While the controversial Keystone XL Pipeline project was canceled by the Biden administration, the base Keystone Pipeline system into the US had its capacity hiked this year from 590,000 b/d to at least 610,000 b/d with more growth on the way through optimization efforts, according to operator TC Energy.

In August, the Enbridge Mainline and Trans Canada pipeline systems are increasing apportionment on their networks, meaning that shippers' nominated volumes are being reduced because of pipeline constraints.

Such concerns are expected to be alleviated by the Trans Mountain expansion, but multiple delays have pushed its completion out to July 2023 at the earliest. The expansion essentially twins the existing 300,000 b/d Trans Mountain system from the Edmonton area to Burnaby, British Columbia, increasing total capacity to 890,000 b/d.

In the meantime, rail can benefit. Just prior to the global breakout of COVID-19, Canadian crude-by-rail export volumes hit an all-time high of 411,991 b/d in February 2020 because of severe pipeline constraints. After bottoming out at 38,867 b/d in July 2020, those rail volumes had rebounded to 165,000 b/d in September 2021 just before the Line 3 replacement came online, according to the Canada Energy Regulator. The crude-by-rail volumes then fell to 132,000 b/d for several months.

Now, crude-by-rail volumes have risen from 144,000 b/d in April to 173,122 b/d in May, which is the latest update from the CER, with more growth anticipated.

This week, WCS at Hardisty was assessed at NYMEX WTI CMA minus $19.80/b, compared to a discount of closer to $13/b in much of May.

That meshes with rising Canadian crude production.

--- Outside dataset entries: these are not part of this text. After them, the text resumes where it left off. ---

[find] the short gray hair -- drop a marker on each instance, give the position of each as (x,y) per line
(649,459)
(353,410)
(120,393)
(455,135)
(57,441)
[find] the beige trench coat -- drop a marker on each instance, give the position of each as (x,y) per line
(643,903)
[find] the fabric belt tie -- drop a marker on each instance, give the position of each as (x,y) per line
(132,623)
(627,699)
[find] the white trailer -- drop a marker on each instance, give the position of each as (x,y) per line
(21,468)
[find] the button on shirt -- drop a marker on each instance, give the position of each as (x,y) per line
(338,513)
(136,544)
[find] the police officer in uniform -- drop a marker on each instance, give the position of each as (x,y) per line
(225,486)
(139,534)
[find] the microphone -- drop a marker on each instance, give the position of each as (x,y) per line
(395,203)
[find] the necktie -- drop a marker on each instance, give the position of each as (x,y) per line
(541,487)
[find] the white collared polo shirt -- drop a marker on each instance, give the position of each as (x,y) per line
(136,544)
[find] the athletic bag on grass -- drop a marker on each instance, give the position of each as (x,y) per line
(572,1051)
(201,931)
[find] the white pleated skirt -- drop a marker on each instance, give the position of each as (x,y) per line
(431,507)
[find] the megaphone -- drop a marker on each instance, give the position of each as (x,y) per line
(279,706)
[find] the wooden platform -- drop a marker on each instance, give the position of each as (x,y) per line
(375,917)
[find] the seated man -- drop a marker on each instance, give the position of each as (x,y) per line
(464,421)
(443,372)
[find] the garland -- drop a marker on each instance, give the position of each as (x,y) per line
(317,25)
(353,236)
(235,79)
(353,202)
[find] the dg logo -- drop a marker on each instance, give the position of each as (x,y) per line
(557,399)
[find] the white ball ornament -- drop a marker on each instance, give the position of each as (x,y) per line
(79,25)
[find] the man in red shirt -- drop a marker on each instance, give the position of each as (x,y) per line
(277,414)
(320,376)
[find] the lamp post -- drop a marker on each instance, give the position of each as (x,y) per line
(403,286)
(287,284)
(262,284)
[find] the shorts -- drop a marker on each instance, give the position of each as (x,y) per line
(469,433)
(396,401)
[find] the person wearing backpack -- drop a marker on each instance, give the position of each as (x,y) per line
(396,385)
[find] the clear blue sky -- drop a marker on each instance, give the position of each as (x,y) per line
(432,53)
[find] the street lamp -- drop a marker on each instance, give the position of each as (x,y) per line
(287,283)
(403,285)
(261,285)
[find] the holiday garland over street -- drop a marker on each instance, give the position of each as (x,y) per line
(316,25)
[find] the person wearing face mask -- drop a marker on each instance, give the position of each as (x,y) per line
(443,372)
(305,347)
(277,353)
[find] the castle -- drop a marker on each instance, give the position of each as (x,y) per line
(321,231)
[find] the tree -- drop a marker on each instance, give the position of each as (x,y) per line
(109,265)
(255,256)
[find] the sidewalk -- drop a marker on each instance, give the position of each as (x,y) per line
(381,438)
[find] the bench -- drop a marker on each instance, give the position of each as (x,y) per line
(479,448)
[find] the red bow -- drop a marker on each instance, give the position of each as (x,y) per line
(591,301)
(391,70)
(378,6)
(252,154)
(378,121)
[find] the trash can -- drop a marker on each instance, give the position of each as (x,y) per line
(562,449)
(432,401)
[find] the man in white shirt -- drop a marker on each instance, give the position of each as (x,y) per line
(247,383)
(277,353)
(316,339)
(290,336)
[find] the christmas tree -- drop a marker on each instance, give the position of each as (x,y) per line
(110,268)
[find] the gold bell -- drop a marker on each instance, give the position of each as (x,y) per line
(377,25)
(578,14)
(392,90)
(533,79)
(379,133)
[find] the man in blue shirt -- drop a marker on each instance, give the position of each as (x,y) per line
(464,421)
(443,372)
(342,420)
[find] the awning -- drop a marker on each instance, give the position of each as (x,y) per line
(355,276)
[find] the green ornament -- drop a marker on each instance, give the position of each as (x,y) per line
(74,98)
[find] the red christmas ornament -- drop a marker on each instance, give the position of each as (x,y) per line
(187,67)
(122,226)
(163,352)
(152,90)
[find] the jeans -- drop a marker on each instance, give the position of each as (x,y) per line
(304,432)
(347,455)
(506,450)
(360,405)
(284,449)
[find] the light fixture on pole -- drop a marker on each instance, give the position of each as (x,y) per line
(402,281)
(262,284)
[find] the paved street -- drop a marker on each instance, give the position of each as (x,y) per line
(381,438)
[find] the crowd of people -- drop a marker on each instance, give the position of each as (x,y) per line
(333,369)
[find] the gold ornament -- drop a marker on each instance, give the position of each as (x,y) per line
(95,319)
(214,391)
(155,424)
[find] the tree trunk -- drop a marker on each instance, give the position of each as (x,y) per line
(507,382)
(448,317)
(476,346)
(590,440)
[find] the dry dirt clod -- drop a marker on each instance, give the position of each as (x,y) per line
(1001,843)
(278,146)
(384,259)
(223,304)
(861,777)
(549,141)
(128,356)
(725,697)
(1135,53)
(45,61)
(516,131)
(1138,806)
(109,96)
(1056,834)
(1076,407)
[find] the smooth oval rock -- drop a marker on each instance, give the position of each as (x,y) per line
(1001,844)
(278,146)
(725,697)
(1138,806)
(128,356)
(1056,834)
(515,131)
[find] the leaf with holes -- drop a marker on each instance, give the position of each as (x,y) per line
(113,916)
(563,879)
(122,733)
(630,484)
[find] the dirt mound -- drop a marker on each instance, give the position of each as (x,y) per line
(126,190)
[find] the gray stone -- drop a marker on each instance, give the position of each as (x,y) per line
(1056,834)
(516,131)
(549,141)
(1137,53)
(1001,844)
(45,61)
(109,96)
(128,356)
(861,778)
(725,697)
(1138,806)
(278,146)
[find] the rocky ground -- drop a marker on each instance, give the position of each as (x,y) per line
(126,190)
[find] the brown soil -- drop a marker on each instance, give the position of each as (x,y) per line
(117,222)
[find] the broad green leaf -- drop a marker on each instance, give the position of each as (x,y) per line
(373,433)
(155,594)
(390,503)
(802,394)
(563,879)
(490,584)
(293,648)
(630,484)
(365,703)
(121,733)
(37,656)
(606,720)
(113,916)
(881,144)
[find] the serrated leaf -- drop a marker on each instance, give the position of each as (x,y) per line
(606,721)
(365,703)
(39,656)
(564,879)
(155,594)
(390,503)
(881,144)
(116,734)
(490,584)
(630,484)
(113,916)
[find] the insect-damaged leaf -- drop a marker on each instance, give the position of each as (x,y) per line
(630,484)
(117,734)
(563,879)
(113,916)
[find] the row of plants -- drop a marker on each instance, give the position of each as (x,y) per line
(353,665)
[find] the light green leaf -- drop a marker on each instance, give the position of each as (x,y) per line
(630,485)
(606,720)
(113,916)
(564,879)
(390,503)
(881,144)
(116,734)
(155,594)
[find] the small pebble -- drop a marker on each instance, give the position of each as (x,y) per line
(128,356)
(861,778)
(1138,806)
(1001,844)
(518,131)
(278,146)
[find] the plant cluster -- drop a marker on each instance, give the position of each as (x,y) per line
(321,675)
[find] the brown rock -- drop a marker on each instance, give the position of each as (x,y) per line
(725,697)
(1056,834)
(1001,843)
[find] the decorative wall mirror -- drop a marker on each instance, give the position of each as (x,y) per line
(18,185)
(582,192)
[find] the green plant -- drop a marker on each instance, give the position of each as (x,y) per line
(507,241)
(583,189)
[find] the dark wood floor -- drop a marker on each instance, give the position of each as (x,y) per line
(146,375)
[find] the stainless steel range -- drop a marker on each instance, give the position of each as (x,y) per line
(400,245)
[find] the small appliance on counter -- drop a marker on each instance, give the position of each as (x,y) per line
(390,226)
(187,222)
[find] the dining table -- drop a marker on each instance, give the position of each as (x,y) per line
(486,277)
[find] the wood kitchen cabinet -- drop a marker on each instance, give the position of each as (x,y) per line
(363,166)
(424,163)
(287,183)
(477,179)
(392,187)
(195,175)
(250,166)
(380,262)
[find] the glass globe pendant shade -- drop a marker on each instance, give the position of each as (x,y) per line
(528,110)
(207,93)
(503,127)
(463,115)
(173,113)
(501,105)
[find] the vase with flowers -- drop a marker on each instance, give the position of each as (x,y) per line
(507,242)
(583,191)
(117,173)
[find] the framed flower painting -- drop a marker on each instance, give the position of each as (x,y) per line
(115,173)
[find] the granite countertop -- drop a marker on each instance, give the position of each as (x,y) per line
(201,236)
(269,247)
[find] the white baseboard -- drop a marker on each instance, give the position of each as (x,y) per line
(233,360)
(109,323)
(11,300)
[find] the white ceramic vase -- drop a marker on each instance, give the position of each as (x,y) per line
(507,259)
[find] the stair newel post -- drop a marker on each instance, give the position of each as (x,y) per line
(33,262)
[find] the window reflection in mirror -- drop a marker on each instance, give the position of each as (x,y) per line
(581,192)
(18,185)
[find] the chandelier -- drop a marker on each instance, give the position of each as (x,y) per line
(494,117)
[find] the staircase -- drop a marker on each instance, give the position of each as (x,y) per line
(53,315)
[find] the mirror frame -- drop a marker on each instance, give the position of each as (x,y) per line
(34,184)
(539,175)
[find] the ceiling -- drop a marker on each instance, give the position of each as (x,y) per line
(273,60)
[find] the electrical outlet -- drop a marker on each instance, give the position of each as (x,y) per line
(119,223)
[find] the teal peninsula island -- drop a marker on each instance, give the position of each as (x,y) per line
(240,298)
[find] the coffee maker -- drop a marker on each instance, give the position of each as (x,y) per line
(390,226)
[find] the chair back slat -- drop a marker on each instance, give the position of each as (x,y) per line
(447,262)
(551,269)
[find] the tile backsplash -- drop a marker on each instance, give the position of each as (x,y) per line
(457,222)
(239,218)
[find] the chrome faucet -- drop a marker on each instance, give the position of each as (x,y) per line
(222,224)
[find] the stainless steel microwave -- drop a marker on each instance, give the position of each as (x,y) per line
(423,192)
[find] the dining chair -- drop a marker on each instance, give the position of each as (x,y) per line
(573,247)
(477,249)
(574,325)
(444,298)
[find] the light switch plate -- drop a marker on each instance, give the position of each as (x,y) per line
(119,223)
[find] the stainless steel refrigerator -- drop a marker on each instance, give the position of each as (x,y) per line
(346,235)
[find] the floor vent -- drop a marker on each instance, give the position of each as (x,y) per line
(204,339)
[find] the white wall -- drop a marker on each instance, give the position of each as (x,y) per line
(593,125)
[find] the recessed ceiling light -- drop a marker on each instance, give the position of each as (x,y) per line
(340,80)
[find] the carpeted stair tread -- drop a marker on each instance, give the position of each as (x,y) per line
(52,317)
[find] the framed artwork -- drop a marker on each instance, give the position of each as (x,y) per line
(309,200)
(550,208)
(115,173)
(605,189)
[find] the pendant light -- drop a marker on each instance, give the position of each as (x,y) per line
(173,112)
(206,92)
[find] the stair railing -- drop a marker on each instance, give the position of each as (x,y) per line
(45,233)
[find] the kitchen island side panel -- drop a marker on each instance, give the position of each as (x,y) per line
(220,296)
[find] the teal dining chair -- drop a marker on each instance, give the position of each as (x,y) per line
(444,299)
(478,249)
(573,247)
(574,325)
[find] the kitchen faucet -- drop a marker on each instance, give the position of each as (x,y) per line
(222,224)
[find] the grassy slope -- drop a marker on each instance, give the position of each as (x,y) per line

Canadian crude oil production has grown considerably over the last 30 years, from 1.7 million b/d in 1990 to nearly 4.7 million b/d in 2019. Because of heavier-than-usual seasonal maintenance, Canadian crude production fell from 4.8 million b/d in March down to just 4.5 million b/d in May and June, according to Platts Analytics. However, with the conclusion of maintenance, volumes quickly ramped back up to an estimated 4.9 million b/d for July and August. Canadian flows are forecast to hit a record high of 5.23 million b/d by December, according to Platts Analytics.

Some rail projects are fighting to become more economically competitive. Canadian Pacific Railway is working with partners ConocoPhillips, Gibson Energy and USD Partners to currently move about 50,000 b/d of new DRUbit crude, a proprietary heavy Canadian crude oil specifically designed for safer rail transport. CP has a new crude-by-rail terminal in Port Arthur, Texas, to receive the Canadian crude processed specifically for rail travel along the CP and Kansas City Southern networks.

"This pattern of supply eventually exceeding pipe takeaway capacity is driving the demand for a crude-by-rail egress solution," said USD Partners Chief Commercial Officer Brad Sanders in an August earnings call. "Given these milestones and potential advantages relative to egress alternatives, we are focused on transitioning 100% of our rail capacity to support the growth of our DRUbit-by-rail network."